En ce qui concerne la décision portant obligation de quitter le territoire français :
9. En premier lieu, aucun des moyens invoqués à l’appui des conclusions dirigées contre la décision portant refus de renouvellement de titre de séjour n’est fondé. Par suite, le moyen tiré de l’illégalité de cette décision, soulevé à l’appui des conclusions dirigées contre la décision portant obligation de quitter le territoire français, doit être écarté.
10. En deuxième lieu, pour les mêmes motifs que ceux exposés au point 2, le moyen tiré de l’incompétence du signataire de la décision attaquée doit être écarté.
11. En dernier lieu, pour les mêmes motifs que ceux exposés au point 7, il ne ressort pas des pièces du dossier que la décision portant obligation de quitter le territoire français porterait une atteinte disproportionnée au droit au respect de la vie privée et familiale de M. A… B…. Par suite, le moyen tiré de ce que cette décision méconnaît les stipulations de l’article 8 de la convention européenne de sauvegarde des droits de l’homme et des libertés fondamentales doit être écarté. Pour les mêmes motifs, et en l’absence de précisions complémentaires, le moyen tiré de l’erreur manifeste d’appréciation doit être également écarté.
12. Il résulte de tout ce qui précède que les conclusions de M. A… B… tendant à l’annulation des décisions du 7 novembre 2024 du préfet de la Seine-Saint-Denis rejetant sa demande de titre de séjour, l’obligeant à quitter le territoire français dans un délai de trente jours et fixant le pays de destination de cette mesure d’éloignement doivent être rejetées, ainsi que, par voie de conséquence, ses conclusions à fin d’injonction et celles tendant à l’application des articles L. 761-1 du code de justice administrative et 37 de la loi du 10 juillet 1991.
D E C I D E :
Article 1er : La requête de M. A… B… est rejetée.
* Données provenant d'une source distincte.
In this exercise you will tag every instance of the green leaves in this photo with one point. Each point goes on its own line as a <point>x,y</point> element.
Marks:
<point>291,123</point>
Article 2 : Le présent jugement sera notifié à M. F… A… B… et au préfet de la Seine-Saint-Denis.
Délibéré après l’audience du 15 septembre 2025, à laquelle siégeaient :
Mme Deniel, présidente,
Mme Biscarel, première conseillère,
Mme Bazin, conseillère.
Rendu public par mise à disposition au greffe le 30 septembre 2025.
La rapporteure,La présidente,Signé Signé Mme BazinMme DenielLa greffière,Signé Mme C…
La République mande et ordonne au préfet de la Seine-Saint-Denis, en ce qui le concerne et à tous commissaires de justice à ce requis en ce qui concerne les voies de droit commun, contre les parties privées, de pourvoir à l’exécution de la présente décision.